After officially retiring in 2022, plaintiff received advance monthly payments from NYCERS. To maintain his full monthly payments, in 2023, NYCERS required plaintiff to repay $21,692.94 in owed contributions. Plaintiff paid the amount in full. Following his payment of the remaining BMCs in February 2023, plaintiff continued to receive his monthly advance payments from NYCERS until April 2024. At that time, NYCERS suspended the monthly payments because plaintiff failed to submit a retirement Option Election Form within 60 days of notification. Upon retirement, NYCERS issues temporary advance payments until the retiree selects a final pension option. Retirees have to choose between a maximum allowance or a benefit reduction option to provide continuing benefits to a designated beneficiary after the retiree’s death.
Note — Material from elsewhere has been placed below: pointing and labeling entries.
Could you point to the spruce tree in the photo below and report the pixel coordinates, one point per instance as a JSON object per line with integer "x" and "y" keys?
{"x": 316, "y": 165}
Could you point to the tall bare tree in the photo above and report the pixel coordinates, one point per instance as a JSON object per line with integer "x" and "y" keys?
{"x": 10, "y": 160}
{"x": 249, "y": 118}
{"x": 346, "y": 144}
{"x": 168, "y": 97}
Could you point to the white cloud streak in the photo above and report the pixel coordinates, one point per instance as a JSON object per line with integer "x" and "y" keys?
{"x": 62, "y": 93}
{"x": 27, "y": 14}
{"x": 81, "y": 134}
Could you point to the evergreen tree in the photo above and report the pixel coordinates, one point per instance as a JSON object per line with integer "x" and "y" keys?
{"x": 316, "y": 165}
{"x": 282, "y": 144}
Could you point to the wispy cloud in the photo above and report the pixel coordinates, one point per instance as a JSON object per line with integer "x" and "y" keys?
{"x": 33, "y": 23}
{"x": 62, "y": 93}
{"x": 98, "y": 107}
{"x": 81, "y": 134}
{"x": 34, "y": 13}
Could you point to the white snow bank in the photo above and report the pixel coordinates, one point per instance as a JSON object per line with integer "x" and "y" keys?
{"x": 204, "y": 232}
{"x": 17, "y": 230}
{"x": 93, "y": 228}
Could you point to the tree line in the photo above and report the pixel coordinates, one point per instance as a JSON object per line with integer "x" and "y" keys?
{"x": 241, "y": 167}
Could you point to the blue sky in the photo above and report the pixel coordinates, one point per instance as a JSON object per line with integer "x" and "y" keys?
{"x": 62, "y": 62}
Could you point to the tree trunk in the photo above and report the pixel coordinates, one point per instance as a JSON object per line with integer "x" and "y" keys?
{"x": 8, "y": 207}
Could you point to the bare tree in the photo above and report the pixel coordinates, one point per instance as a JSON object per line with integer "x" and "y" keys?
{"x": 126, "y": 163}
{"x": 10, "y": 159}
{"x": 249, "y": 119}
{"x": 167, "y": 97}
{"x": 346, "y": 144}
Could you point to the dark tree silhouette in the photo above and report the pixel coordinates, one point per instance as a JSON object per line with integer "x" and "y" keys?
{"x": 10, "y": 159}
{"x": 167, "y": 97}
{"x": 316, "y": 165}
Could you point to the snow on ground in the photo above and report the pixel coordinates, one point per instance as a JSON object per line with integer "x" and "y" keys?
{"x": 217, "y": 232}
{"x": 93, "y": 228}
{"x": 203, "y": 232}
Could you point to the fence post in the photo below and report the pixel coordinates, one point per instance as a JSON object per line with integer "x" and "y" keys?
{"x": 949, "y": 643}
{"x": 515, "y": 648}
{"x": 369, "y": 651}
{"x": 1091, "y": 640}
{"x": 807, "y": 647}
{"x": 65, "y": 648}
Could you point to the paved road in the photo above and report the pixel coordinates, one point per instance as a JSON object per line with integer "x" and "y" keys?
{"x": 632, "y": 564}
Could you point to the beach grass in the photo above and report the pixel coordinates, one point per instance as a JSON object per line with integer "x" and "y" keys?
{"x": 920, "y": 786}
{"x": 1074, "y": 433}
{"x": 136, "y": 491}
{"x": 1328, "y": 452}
If no election is made within 60 days, NYCERS defaults to

the previously elected temporary option or, where no temporary option was chosen, the maximum allowance. On May 26, 2023, NYCERS sent a letter requiring plaintiff to “file a permanent Option election within 60 days so [his] retirement [could] be finalized.” Plaintiff did not submit a permanent option election form within 60 days. NYCERS then attempted to implement his previously elected temporary option: the designation of a beneficiary. However, NYCERS could not automatically revert to the retiree’s pre-selected option to designate a beneficiary without the beneficiary’s “vital records,” which plaintiff never provided. NYCERS attempted to contact plaintiff on two separate occasions to resolve this discrepancy with no response.